Your goal in this project will be to measure the orbital speed of an asteroid. In order to do that, you will have to carry out the following steps:

  1. choose an asteroid to observe
  2. determine where it will be at a given time
  3. make a finding chart
  4. learn how to measure positions and brightnesses of objects in astronomical images
  5. take two pictures of the asteroid through a telescope, over an interval of 30-60 minutes
  6. reduce the pictures (remove instrumental defects)
  7. find the asteroid in the pictures
  8. measure the angular distance it moves
  9. measure its brightness in "magnitudes"
  10. find the distance of the asteroid from the Earth and Sun
  11. convert the angular motion into linear motion
Each pair of students will work on a different asteroid. After all groups have finished their work, you may compare the velocities you have calculated, and look for some pattern.

Day one: preparing for an observing run

During the first day, you must get everything ready for the night's work at the RIT Observatory. Without a good plan, you'll just waste time and energy. Here's what you need to do:

Night: observe your asteroid

At night, we'll go to the RIT Observatory and use the 10-inch telescope and CCD camera to take pictures of your asteroids. We will take one picture of each asteroid, then go back and take a second picture of each one. Each group should end up with two pictures of their chosen field, taken 30-60 minutes apart. The asteroid will move a perceptible distance from one image to the other, which should make it easy to find.

You must be ready to provide your field's Right Ascension and Declination, which we will use to point the telescope. You should also be ready to compare the image which will appear on the computer's screen with your finding chart, so that you can verify that we are indeed pointing at the proper spot in the sky.

We will save all the images in FITS format and transfer them back to computer on campus for processing on Day Two.

Day Two: reduce and analyze the images

On the second day, you must first process your images to remove several types of instrumental defects, and then analyze them to measure properties of your asteroid.

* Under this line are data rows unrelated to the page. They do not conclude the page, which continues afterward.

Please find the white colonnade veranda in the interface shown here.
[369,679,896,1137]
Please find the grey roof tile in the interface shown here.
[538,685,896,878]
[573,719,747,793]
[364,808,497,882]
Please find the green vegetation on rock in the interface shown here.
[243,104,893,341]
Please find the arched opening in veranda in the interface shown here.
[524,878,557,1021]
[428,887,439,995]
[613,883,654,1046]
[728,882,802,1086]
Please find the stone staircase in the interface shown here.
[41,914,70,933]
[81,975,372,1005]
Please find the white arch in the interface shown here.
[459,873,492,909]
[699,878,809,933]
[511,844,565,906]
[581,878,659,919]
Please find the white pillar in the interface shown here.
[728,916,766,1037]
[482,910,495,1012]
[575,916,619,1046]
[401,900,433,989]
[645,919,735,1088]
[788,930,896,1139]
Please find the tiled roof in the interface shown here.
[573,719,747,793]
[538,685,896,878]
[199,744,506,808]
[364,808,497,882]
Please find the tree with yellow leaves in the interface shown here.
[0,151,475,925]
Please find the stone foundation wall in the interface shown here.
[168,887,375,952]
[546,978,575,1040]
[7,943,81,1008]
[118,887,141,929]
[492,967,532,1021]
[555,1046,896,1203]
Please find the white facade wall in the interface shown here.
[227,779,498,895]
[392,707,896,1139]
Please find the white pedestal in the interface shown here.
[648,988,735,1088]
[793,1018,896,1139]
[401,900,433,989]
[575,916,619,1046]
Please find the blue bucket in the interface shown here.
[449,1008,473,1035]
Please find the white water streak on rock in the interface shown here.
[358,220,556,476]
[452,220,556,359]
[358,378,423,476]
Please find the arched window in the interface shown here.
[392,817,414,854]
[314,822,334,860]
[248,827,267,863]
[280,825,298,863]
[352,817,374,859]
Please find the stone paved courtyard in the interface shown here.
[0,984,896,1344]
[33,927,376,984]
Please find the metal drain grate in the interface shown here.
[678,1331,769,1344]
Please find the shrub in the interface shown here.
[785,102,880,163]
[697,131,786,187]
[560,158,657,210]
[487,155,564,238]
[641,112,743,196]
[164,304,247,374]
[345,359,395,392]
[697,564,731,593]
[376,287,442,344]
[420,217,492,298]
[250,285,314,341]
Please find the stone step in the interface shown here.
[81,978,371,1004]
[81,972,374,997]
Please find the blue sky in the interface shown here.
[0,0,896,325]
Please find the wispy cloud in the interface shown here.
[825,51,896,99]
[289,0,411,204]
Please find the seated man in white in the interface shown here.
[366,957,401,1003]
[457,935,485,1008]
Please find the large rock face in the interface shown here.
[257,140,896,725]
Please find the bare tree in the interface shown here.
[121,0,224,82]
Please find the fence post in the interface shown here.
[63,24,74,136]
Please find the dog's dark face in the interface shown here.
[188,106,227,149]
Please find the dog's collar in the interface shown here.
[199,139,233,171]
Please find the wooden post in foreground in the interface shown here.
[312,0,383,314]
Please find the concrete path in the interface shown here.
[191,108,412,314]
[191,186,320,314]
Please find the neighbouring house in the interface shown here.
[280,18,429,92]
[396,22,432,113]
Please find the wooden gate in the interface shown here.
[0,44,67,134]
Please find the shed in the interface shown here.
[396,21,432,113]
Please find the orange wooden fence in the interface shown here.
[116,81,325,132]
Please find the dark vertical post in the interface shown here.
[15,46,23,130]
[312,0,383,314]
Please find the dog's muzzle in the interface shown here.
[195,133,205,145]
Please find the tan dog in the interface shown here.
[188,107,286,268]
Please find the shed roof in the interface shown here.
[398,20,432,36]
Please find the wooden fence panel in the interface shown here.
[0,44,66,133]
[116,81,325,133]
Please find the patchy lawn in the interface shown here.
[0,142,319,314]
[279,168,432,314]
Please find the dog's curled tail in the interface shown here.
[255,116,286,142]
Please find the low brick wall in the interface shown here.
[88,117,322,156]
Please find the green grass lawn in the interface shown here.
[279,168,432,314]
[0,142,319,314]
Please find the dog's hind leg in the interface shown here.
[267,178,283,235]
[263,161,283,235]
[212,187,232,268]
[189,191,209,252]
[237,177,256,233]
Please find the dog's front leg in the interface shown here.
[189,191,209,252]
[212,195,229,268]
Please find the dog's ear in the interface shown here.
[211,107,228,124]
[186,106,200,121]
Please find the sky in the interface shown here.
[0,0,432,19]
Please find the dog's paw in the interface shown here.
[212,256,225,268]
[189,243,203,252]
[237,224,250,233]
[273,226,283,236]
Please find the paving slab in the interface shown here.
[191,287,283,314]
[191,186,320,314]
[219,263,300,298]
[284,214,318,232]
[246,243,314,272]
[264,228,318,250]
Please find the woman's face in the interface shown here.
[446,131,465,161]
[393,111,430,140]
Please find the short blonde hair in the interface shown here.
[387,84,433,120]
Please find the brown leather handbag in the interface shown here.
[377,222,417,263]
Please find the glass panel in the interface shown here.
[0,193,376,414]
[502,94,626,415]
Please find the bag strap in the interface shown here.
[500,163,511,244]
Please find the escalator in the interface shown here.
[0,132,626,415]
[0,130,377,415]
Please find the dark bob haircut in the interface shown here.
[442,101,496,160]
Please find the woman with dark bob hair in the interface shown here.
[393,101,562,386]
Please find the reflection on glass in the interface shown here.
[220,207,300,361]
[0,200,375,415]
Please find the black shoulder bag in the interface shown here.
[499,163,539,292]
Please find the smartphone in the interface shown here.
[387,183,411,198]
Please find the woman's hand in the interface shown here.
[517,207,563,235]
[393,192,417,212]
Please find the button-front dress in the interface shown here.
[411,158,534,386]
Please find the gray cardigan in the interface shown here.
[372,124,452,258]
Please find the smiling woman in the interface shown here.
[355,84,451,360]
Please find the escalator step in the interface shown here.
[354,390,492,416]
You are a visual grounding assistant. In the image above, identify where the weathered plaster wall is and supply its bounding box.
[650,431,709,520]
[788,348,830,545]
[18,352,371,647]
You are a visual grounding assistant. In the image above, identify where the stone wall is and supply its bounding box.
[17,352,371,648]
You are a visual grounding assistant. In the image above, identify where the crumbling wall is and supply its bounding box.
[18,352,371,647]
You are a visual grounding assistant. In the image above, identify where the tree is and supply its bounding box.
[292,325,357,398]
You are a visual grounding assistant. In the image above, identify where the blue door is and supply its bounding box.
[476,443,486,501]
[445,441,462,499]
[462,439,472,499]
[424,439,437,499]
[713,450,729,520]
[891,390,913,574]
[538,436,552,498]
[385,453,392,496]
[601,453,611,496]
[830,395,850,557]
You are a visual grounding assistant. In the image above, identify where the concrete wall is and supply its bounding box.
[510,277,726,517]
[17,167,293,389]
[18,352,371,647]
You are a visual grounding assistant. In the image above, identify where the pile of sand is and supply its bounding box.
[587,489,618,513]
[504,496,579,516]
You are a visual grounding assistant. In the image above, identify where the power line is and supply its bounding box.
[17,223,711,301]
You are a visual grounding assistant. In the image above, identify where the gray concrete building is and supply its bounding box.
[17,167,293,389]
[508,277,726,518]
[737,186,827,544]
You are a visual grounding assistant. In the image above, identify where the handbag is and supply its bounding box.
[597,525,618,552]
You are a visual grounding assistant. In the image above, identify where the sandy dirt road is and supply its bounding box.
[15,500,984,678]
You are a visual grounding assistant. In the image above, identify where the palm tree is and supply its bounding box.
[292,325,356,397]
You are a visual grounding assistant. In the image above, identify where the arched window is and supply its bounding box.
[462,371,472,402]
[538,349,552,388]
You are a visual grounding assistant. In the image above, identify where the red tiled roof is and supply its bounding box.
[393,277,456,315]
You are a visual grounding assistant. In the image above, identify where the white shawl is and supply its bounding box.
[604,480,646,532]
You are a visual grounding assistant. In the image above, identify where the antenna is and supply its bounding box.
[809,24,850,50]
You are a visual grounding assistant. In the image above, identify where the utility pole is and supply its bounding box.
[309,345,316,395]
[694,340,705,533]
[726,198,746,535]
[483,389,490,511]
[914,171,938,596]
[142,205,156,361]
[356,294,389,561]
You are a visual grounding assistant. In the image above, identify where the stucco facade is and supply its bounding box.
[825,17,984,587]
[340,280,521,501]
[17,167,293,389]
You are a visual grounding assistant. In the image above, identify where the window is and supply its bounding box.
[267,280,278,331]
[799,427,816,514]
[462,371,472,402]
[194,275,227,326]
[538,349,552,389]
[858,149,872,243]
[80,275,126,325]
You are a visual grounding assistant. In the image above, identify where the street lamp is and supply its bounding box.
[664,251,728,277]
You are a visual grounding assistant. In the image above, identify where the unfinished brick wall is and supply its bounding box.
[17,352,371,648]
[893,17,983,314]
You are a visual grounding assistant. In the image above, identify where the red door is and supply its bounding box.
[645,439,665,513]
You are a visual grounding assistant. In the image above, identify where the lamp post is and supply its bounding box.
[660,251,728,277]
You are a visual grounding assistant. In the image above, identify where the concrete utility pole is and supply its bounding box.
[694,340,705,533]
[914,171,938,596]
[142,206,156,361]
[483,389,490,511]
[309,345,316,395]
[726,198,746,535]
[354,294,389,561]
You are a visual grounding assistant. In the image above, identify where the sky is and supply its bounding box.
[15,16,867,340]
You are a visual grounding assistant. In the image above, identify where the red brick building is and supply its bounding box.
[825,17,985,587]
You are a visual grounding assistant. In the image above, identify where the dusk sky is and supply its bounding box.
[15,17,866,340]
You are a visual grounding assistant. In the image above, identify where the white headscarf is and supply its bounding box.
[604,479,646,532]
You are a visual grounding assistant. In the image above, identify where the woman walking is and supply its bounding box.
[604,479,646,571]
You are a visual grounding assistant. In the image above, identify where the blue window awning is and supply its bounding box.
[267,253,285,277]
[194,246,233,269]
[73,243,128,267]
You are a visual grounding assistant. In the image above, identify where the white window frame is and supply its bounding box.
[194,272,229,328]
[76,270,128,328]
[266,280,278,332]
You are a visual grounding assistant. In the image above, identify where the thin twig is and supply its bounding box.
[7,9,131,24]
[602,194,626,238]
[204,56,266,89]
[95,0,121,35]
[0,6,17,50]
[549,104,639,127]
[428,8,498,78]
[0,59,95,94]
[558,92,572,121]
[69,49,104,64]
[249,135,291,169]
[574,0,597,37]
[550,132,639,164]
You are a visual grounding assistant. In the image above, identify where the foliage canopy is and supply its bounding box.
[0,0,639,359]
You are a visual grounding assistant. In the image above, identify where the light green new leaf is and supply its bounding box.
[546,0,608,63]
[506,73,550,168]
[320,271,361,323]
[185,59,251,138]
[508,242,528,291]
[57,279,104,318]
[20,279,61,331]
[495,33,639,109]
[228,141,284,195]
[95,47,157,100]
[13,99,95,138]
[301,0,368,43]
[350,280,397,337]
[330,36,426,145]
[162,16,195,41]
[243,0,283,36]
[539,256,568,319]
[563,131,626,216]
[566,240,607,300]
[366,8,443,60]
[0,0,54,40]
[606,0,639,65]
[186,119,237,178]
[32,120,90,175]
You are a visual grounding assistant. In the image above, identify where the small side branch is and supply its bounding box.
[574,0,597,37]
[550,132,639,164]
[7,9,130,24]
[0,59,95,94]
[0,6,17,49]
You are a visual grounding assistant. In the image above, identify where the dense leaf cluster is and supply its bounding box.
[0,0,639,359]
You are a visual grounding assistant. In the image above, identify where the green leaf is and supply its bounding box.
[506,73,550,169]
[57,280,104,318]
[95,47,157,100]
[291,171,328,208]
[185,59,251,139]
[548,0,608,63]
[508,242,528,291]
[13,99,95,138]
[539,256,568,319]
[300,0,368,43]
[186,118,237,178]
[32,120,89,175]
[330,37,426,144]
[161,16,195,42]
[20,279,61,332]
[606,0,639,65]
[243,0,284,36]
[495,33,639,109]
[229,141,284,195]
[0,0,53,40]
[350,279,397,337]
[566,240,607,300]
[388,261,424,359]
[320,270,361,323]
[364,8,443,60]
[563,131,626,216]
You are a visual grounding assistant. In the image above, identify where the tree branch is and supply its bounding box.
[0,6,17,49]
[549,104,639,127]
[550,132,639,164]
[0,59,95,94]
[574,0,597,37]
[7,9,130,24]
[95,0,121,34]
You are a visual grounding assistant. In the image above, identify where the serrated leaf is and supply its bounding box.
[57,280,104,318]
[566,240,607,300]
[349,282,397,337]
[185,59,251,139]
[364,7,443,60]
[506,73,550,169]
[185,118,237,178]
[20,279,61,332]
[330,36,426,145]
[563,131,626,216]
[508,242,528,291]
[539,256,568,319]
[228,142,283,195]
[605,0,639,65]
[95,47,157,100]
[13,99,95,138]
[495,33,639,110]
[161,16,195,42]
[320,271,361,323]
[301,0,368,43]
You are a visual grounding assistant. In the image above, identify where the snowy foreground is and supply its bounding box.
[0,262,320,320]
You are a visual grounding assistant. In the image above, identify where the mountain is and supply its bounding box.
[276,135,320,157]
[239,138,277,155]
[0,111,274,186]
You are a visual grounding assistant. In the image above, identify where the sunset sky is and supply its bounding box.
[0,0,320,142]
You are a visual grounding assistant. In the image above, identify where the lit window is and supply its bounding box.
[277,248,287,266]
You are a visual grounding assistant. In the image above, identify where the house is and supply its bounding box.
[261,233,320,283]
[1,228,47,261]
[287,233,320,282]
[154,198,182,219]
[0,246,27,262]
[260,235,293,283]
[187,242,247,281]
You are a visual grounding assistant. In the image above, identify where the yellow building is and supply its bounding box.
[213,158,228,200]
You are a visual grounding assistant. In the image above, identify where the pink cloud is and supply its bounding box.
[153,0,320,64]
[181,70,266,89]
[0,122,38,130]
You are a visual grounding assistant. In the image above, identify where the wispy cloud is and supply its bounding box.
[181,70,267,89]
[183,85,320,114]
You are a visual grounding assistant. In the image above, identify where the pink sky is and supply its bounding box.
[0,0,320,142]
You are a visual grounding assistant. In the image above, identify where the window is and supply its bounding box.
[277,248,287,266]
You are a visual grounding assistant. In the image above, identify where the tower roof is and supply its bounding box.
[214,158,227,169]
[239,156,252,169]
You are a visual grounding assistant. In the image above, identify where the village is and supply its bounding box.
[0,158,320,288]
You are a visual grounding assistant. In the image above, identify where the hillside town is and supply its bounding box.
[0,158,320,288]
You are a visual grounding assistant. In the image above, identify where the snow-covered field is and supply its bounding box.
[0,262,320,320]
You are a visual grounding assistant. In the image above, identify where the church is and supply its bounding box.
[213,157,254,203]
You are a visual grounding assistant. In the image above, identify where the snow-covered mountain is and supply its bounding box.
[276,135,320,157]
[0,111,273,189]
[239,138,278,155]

  1. Display your raw image

  2. Remove the dark current

  3. Correct for flat field variations

  4. Find your asteroid

  5. Measure your asteroid's magnitude

  6. Determine the angular distance your asteroid moved

  7. Calculate the linear distance your asteroid moved

  8. Calculate the speed of your asteroid in kilometers per second

At this point, different groups can compare the speeds of their asteroids. There might be some connection between the orbital speed of an asteroid and its distance from the Sun. Do your results show any obvious pattern?